Rosaries have been linked to gang affiliation in states like Oregon, Arizona and Texas, officials said.

“We had information from law enforcement that there were documented instances of gang activity in the area, and we had information that states that the rosary was being used as a symbol of gang affiliation,” Superintendent Steve Sexton told the station.

Hoping to err on the side of safety, Sexton stated that the school district’s first and foremost goal was to protect the students. The school board voted last year to ban rosary necklaces after careful consideration with attorneys.

Though the district had no objection to the use of jewelry or apparel to express one’s faith, rosaries remained an exception, given the circumstances and potential dangers.

Upset by the ban, Carey was angered she was punished for wearing what she thought was not a rosary, but a necklace expressing her faith.

Regardless, she was still told not to wear her necklace, upsetting a slew of others as well, who found the restriction unconstitutional.

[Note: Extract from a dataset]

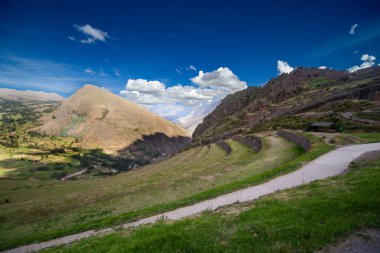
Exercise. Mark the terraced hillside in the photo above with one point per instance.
(38, 210)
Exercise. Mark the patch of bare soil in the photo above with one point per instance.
(365, 241)
(369, 156)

The American Civil Liberties Union of Nebraska, standing behind Carey, said in a statement it “strongly opposed [the school’s] policy on the grounds [that] it violated the First Amendment’s guarantee to practice religion freely.”

“Students have the right to express their faith in public schools,” ACLU Nebraska Legal Director Amy Miller argued. “Whether a student wants to wear a crucifix, a rosary or another symbol, it is wrong for school officials to interfere.”

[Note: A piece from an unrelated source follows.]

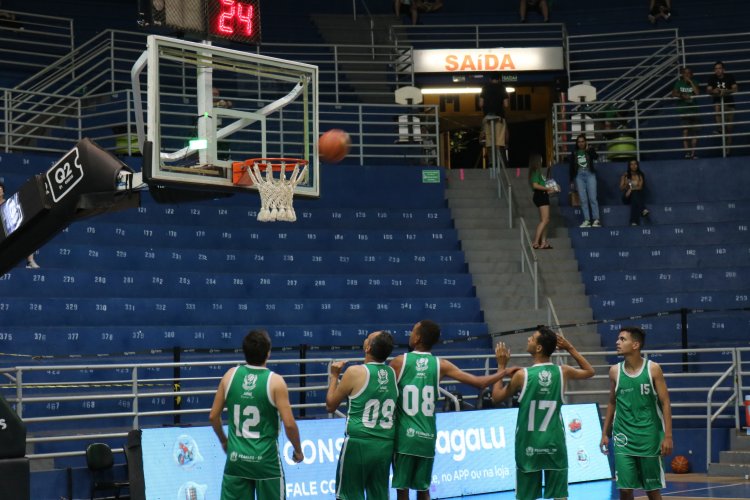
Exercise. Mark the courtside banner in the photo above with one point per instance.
(475, 454)
(511, 59)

“We understand the serious concerns about gangs in schools, but Fremont Public Schools should demonstrate there is a concrete gang connection before shutting down a student’s free speech and religious rights. ACLU Nebraska has and will continue to support the constitutional rights of religious people.”

Agreeing with the ACLU, Omaha Catholic Archdiocese Chancellor the Rev. Joseph Taphorn also said there needed to be concrete evidence of gang affiliation before punishing students for religious expression, in an appearance on KETV.

“I don’t think Christians should have to forfeit what is the symbol for the love of Christ because a few people want to misuse the symbol,” he told KETV. “The corruption of something as beloved as the rosary disgusts the Church.”

Looking to continue displaying the love of Christ and exercising her free speech rights, Carey plans to continue to wear cross necklaces and cross shirts to her school, with her parents, and the ACLU and the U.S. Constitution backing her.

Several others also showed their support in comments to the Fremont Tribune.

“I am proud of Elizabeth and her beliefs. I stand beside her all the way. She was wearing a necklace NOT a rosary. She is a sweet 6th grade girl who deserves kind words and support for her courage!!” wrote BigDad on the newspaper’s website.

User TrustButVerify wrote, “I certainly appreciate the school district’s concerns. However, does that mean if gangs start using the flag as a symbol, flag lapel pins will be banned? What if gangs use a Big Red N, will Nebraska paraphernalia, be banned? Educators need to ‘re-think’ this ban.”

But another user, mom of 2, disagreed, stating that “rules [were] rules and they were obviously put in place for a reason.”

“I have two children and my main concern is their safety and if that means sacrificing some fashion choices then that’s fine with me. Also religion is not a part of public schools. If you would like to wear a rosary I suggest you attend a private religious school. In my opinion the parents should be teaching her to respect the rules at the school and that she can wear her rosary at other times or put it in her pocket out of sight,” the comment read.

Sajeji, also siding with the schools, commented, “I’d be more worried if the schools didn’t care about what students wore.

“Most schools have dress codes that change as needed, and it is done for the benefit of all the students.”

“There are those who want to make this an issue about religion when it’s about a singular goal,” Sexton explained on KETV, “to create a safe environment for our students.”

When asked where to draw the line between protecting students’ safety and protecting their free speech rights, ACLU Nebraska did not immediately respond to The Christian Post. It also remained unclear whether they intended to officially file suit against the school district or not.